I microrganismi eucarioti (Protisti) ci parlano di sè . Protists introduce themselves

               I microrganismi eucariotici (Protisti) parlano di sè  
Chi siamo?
Siamo organismi formati da una sola cellula eucariotica, una cellula cioè dotata di un nucleo (in cui è racchiuso il DNA) e di altre strutture specializzate. In genere siamo così piccoli da non poter essere visti ad occhio nudo: per questo siamo così poco conosciuti!

Quando siamo nati?
Più di un miliardo di anni fa.

Dove viviamo?
 Nel mare, nei laghi, nei fiumi, nel terreno, in piccole pozze d’acqua e anche nell’aria sotto forma di cisti.

Come siamo?
Anche se siamo tutti unicellulari siamo molto diversi uno dall’altro per forma, dimensioni, comportamento e ruolo ecologico.
 Alcuni di noi si muovono attivamente per mezzo di uno o più lunghi flagelli (vengono perciò detti flagellati), altri per mezzo di numerose strutture più corte dette ciglia (percio ciliati), altri emettono "pseuopodi" cioè falsi piedi  (falsi perchè non sono strutture permanenti ma estroflessioni retraibili).
Cosa facciamo nell’ambiente?
Alcuni di noi sono produttori: come le piante. Altri sono consumatori di primo grado: come gli animali erbivori. Altri sono consumatori di secondo grado: come gli animali carnivori. Altri si nutrono di batteri. Altri ancora sono parassiti o simbionti di piante o animali.
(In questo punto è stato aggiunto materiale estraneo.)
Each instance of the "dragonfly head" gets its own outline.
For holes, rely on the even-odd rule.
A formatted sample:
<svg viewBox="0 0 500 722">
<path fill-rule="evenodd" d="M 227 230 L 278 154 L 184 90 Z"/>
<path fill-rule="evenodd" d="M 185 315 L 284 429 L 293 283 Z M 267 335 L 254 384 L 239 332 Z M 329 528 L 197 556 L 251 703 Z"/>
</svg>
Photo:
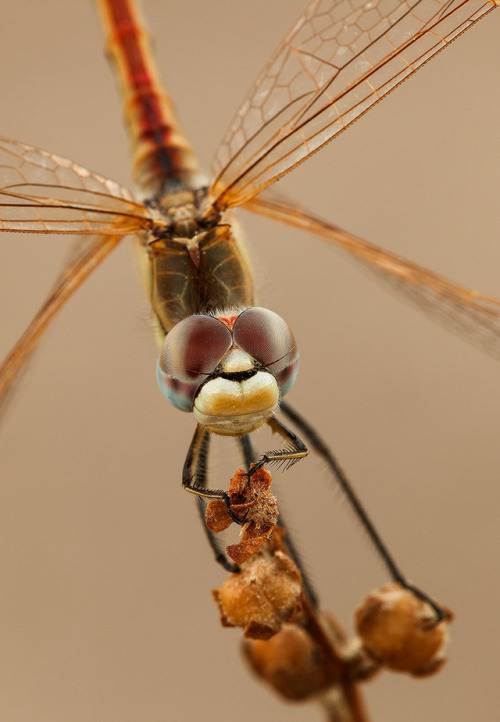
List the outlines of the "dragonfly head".
<svg viewBox="0 0 500 722">
<path fill-rule="evenodd" d="M 288 324 L 273 311 L 252 307 L 180 321 L 165 337 L 157 376 L 174 406 L 193 411 L 209 431 L 236 436 L 258 428 L 278 410 L 298 364 Z"/>
</svg>

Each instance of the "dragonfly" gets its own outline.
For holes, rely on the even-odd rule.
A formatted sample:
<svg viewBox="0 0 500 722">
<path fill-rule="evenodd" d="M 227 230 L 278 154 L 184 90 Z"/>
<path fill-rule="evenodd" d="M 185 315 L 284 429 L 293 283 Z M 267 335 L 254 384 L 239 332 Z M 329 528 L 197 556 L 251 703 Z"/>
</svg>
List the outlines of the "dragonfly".
<svg viewBox="0 0 500 722">
<path fill-rule="evenodd" d="M 84 240 L 1 367 L 0 393 L 7 396 L 73 292 L 125 237 L 135 234 L 162 344 L 159 384 L 167 399 L 193 411 L 197 422 L 184 487 L 200 503 L 227 501 L 206 478 L 203 459 L 211 434 L 236 436 L 247 461 L 257 465 L 302 458 L 307 452 L 304 436 L 330 464 L 392 577 L 409 586 L 323 441 L 283 398 L 298 367 L 296 343 L 283 319 L 254 305 L 250 266 L 232 230 L 232 209 L 241 206 L 324 238 L 498 355 L 497 299 L 449 282 L 270 192 L 277 180 L 497 4 L 311 3 L 235 116 L 207 184 L 161 87 L 137 9 L 125 0 L 100 2 L 129 111 L 127 127 L 141 194 L 134 196 L 59 156 L 2 140 L 1 230 L 75 234 Z M 251 393 L 242 391 L 252 384 Z M 243 399 L 236 412 L 235 394 Z M 297 433 L 280 420 L 278 411 Z M 286 446 L 257 459 L 249 434 L 262 424 L 284 436 Z M 210 540 L 217 559 L 228 564 Z"/>
</svg>

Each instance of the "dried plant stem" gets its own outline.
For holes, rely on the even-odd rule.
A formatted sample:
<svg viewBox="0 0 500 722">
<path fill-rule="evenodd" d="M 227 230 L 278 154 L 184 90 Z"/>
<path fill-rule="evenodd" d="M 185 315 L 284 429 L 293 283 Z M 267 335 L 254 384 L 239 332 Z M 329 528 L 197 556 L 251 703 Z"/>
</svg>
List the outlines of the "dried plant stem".
<svg viewBox="0 0 500 722">
<path fill-rule="evenodd" d="M 346 664 L 345 654 L 339 654 L 331 634 L 326 632 L 317 611 L 305 595 L 303 604 L 307 615 L 304 628 L 325 654 L 332 676 L 338 679 L 335 692 L 327 693 L 321 699 L 327 722 L 371 722 L 359 682 L 353 679 L 352 665 Z M 329 621 L 331 622 L 331 618 Z"/>
<path fill-rule="evenodd" d="M 273 537 L 276 546 L 281 547 L 280 551 L 286 553 L 283 536 L 273 534 Z M 323 653 L 329 676 L 336 680 L 335 686 L 320 699 L 327 722 L 371 722 L 359 688 L 359 675 L 361 673 L 362 678 L 371 675 L 373 665 L 369 662 L 367 667 L 360 664 L 366 661 L 364 656 L 361 659 L 361 653 L 354 657 L 346 655 L 347 635 L 342 626 L 331 614 L 327 626 L 304 590 L 300 605 L 304 615 L 301 626 Z"/>
</svg>

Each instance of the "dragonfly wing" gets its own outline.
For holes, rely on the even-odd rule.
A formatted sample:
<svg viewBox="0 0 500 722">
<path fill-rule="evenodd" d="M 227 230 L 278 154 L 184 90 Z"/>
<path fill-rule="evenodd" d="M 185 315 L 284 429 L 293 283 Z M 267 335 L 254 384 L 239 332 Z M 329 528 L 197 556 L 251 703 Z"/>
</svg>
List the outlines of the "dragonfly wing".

Molti servono da cibo per piccoli animali.
A quale regno della Natura apparteniamo?
Proprio perchè siamo così diversi (anche dal punto di vista molecolare) non possiamo essere inclusi tutti in uno stesso regno, anche se era stato creato per noi il regno dei Protisti. Del resto quella di rinchiudere la Natura in schemi precisi è una esigenza di voi umani, a noi non interessa. Forse per comprenderci meglio conviene usare la vecchia nomenclaura: protozoi (animali primitivi) per gli eterotrofi e protofiti (piante primitive)o microlaghe per gli autotrofi.
Perché è utile conoscerci?

Perché viviamo in mezzo a voi ed ognuna delle nostre funzioni è importante negli ecosistemi in cui ci troviamo e con cui anche voi avete a che fare.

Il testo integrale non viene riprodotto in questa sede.